Baig also shared his perspective on one of the most common misconceptions among early-stage founders: fundraising. “A lot of people get excited reading funding headlines, but little do they know that only one percent of the startups globally get an investment,” he noted. “Not every idea is venture-investable, and not every idea needs a fundraise. So many founders out there have built mega businesses completely bootstrapped.” But for founders who do decide to pursue outside capital, Baig stressed that preparation should begin long before they start pitching investors. “Talk to founders that have raised, and understand the fundraising process,” he said. “Identify the investors you want to work with, and start interacting with them at events, or stay visible, so that when your time to raise comes, you already are a face they recognize.”

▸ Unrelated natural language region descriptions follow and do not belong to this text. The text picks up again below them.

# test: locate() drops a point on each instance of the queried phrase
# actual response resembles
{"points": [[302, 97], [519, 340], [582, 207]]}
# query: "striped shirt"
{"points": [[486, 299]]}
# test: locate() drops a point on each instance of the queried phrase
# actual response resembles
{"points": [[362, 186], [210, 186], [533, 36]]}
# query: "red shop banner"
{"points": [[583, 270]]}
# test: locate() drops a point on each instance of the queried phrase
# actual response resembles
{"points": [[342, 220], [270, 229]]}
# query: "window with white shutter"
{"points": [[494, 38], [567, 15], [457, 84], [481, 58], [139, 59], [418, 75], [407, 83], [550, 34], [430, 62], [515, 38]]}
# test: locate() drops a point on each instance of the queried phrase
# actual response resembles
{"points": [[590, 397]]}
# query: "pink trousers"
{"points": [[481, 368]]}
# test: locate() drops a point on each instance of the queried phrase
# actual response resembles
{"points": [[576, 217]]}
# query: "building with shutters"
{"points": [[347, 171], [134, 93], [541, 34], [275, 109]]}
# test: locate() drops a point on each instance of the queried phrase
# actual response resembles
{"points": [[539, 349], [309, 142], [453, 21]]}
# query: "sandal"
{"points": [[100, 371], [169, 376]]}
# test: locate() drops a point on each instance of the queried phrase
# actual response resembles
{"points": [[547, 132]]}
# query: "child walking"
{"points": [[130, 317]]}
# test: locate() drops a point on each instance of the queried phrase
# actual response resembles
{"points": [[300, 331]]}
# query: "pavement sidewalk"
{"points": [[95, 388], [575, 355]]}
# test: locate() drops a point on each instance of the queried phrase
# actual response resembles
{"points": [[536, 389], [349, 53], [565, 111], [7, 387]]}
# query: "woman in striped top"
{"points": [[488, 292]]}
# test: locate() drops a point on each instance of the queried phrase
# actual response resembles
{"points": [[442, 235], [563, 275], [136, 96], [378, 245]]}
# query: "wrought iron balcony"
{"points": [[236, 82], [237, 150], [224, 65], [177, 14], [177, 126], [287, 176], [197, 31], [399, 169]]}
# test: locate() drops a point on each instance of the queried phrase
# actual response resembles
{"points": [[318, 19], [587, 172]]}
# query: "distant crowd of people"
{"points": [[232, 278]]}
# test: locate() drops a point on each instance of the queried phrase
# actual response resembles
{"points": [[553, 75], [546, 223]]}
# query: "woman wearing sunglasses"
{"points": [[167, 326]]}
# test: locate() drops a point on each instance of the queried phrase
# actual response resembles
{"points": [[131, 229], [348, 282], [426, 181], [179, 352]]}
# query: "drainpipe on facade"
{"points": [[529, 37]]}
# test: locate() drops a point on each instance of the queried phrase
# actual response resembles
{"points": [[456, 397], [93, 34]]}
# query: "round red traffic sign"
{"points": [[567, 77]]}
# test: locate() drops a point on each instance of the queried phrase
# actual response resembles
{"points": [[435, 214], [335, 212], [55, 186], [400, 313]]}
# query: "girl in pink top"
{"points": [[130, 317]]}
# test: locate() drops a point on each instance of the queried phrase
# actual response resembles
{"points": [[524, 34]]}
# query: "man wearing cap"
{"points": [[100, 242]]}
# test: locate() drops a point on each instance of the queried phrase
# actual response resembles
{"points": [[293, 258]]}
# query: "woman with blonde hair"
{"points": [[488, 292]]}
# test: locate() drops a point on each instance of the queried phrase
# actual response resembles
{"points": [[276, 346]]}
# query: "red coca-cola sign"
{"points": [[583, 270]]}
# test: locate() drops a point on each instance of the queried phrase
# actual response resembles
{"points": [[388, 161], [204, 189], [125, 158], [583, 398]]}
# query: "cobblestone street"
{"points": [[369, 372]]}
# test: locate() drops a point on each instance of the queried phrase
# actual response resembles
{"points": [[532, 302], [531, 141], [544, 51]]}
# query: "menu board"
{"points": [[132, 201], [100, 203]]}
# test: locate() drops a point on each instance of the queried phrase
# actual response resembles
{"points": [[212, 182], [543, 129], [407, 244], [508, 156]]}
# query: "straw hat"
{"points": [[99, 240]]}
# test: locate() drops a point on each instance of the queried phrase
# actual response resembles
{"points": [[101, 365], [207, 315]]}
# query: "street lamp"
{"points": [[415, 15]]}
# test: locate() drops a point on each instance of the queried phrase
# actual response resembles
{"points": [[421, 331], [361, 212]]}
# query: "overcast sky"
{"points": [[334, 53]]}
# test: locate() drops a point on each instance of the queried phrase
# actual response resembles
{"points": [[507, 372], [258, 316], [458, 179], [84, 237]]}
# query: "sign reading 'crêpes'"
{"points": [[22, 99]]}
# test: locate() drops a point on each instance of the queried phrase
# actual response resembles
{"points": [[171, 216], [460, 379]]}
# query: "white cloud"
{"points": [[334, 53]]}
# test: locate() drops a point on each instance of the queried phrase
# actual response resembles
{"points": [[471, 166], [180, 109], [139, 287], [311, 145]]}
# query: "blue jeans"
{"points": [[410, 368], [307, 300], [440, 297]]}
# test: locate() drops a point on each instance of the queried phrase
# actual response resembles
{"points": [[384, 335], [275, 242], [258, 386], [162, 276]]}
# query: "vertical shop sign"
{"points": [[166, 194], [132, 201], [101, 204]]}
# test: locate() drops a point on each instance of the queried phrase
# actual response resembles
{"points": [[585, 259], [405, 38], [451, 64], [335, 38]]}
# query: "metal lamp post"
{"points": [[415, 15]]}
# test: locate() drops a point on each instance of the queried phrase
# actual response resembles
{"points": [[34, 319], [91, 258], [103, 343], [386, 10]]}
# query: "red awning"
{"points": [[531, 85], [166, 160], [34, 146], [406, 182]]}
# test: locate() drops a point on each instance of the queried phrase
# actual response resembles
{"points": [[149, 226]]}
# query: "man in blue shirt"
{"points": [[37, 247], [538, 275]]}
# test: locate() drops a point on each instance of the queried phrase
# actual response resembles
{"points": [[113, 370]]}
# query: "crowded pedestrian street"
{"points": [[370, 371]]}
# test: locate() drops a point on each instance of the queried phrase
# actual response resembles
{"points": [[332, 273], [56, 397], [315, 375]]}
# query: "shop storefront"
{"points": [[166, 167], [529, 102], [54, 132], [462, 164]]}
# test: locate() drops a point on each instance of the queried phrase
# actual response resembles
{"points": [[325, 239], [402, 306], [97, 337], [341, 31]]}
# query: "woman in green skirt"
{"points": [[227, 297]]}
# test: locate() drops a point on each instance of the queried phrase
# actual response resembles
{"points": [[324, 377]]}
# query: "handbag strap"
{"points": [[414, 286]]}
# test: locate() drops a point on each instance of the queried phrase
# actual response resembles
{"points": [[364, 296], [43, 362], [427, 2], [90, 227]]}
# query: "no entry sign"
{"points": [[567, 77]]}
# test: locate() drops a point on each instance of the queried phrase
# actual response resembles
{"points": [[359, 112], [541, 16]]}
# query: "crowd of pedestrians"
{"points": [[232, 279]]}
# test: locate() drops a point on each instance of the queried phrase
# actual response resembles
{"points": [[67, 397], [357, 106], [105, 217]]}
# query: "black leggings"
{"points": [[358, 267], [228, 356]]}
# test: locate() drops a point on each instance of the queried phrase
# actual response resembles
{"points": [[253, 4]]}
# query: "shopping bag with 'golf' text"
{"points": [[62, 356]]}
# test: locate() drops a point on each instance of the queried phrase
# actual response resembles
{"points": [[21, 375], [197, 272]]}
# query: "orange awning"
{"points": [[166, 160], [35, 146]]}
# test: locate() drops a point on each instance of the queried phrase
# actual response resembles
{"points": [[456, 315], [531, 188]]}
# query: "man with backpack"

Indeed, Revora's own fundraising journey underscored the importance of that approach, Baig said. “Warm introductions from fellow portfolio companies (portcos) are the number one channel for investor outreach,” he shared. “Cold outbounds don’t really work on investors here at least. Both our lead investors were actually referrals from portcos and other investors. We saw the network effect first-hand on how everyone is so well connected. Also, if you hear a no, don’t take it to heart, and keep the relation warm. i2i ventures, our co-lead investor, passed on us back in 2023, but came in to lead this round. Never burn bridges; it’s a very small ecosystem, [and] everyone knows everyone.”